Paycheck to Paycheck
The Labor market finished 2019 with a solid showing. The economy added 145,000 jobs, making December the 111th straight month of job gains, the longest stretch in 80 years of data. For the full year, employers averaged 175,000 jobs per month, a downshift from the 2018 pace of 223,000, though these numbers will likely change after the BLS releases its annual adjustment to the numbers in February.
Adding to the positive news, the unemployment rate came in at 3.5 percent, matching the lowest reading since 1969 and the broader rate (U-6), which adds underemployed, those working part-time who would prefer full time, and folks who are marginally attached to the work force, fell to 6.7 percent, the lowest on record since 1994.
Average hourly earnings increased by 2.9 percent from a year ago, which may not seem all that great, but given that the overall inflation rate remains under 2 percent, the bump up is sufficient to stay ahead of rising prices. Perhaps the best news on wages is that lower earning and entry-level workers have been making steady progress over the past couple of years. That’s due in large part to municipal and state minimum wage initiatives, which have pushed the effective average minimum wage to nearly $12 per hour, well ahead of the federal rate of $7.25 per hour.
Despite the labor market’s progress, it has been interesting to see a new Twitter hash tag game, called “with my next paycheck I will…” The posts are alternatively funny (“help a recently exiled Nigerian prince reclaim his throne”) and depressing (“still be broke”). The trend coincides with reports that an astounding 74 percent of Americans say that they are living paycheck to paycheck, according to a survey conducted by the American Payroll Association (APA).
Given the upbeat economic news, the big question is: why are so many workers feeling under pressure? The answer is complicated. While there have been wage gains, they are not spread out across every worker, just ask your friendly millennial or career switching Boomer about it.
Additionally, averages are just that, average. A recent Bankrate.com report found that half of American workers said they did not get a raise last year, and over a longer term, middle-income workers have been left in the dust. Government data show that over the past twenty years, median household income has barely budged, after accounting for inflation.

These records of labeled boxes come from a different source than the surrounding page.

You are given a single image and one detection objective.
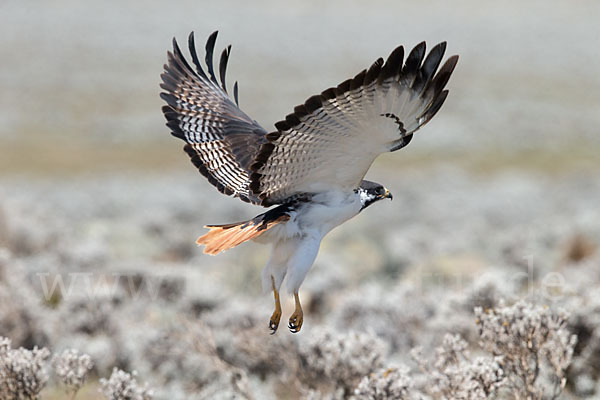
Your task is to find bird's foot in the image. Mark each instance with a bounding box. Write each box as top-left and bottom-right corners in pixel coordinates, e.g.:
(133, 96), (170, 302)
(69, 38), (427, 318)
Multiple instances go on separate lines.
(288, 293), (304, 333)
(269, 275), (281, 335)
(269, 307), (281, 335)
(288, 309), (304, 333)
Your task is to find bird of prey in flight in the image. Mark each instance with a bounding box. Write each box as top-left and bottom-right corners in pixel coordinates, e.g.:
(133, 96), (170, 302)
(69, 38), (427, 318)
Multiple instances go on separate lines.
(160, 32), (458, 333)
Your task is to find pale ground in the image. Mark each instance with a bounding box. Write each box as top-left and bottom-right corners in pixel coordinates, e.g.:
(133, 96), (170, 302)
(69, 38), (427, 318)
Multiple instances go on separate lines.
(0, 0), (600, 399)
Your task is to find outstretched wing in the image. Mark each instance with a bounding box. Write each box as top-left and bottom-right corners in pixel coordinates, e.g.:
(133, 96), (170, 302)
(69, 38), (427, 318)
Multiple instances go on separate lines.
(160, 32), (268, 203)
(250, 42), (458, 205)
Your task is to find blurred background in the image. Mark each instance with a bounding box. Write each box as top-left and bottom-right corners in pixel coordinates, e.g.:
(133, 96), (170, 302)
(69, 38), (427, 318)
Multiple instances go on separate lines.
(0, 0), (600, 398)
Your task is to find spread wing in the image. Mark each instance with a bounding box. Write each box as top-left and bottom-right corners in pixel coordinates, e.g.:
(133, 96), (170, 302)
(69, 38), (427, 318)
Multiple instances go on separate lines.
(160, 32), (268, 203)
(250, 42), (458, 205)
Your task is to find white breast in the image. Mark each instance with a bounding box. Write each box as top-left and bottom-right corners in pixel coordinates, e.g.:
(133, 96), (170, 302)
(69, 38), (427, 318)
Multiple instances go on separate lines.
(296, 192), (361, 237)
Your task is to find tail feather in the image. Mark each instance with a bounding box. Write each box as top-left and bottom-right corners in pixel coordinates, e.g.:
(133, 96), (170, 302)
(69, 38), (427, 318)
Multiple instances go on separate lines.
(196, 215), (290, 255)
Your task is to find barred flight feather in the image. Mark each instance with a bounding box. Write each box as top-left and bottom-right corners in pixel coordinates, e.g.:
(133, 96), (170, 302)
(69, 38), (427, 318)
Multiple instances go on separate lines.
(161, 32), (267, 203)
(161, 32), (458, 208)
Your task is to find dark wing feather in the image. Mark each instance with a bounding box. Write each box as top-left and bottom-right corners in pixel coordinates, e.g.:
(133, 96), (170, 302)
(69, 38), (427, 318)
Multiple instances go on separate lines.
(160, 32), (267, 203)
(250, 42), (458, 205)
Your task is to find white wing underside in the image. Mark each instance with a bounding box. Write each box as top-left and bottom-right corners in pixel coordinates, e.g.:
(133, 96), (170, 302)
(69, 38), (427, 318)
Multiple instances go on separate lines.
(257, 43), (457, 203)
(268, 83), (427, 197)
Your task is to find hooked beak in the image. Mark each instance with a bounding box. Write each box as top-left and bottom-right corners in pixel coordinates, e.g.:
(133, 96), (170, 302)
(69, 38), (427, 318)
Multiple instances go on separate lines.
(379, 189), (394, 200)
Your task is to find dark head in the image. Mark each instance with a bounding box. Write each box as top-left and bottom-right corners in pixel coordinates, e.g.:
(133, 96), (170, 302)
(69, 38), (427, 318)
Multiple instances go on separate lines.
(358, 181), (392, 211)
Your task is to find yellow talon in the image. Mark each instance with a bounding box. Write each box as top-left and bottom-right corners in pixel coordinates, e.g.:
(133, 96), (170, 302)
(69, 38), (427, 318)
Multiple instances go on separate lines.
(269, 276), (281, 335)
(288, 292), (304, 333)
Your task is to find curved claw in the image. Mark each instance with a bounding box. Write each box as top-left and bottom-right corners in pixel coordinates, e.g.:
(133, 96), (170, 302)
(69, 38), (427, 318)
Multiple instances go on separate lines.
(269, 309), (281, 335)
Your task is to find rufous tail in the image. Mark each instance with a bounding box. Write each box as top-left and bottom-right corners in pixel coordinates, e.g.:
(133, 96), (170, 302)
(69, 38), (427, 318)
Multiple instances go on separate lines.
(196, 215), (289, 256)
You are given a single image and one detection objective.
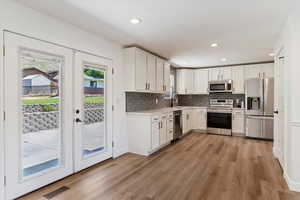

Today the median stands at $63,179, a mere 3 percent increase from 1999’s level of $61,526. Add to those figures the weight of $1.6 trillion dollars worth of student loan debt as well as rising costs for housing in some areas, and you can see how monthly bills take a huge bite out of many workers’ take-home pay.
But what accounts for those upper class earners who also say that they are living “paycheck to paycheck”?
I hear from a lot of these folks, who consistently struggle to “make ends meet”. Not to discount how they feel, but after a few probing questions, I have found that many of these folks are counting cash flow items like home equity lines of credit that were used to renovate the kitchen, vacation funds, and kids’ activities/tutoring as part of their non-discretionary spending.
I know that these seem like “have-to” spends, yet clearly the monthly pressure felt when including those non-essential items is not equivalent to choosing between paying the mortgage or rent and paying the cable bill.
Regardless of whether you are really scraping by or feeling like you are, the advice is the same: comb over your cash flow to find areas to cut and then automatically redirect those funds to savings.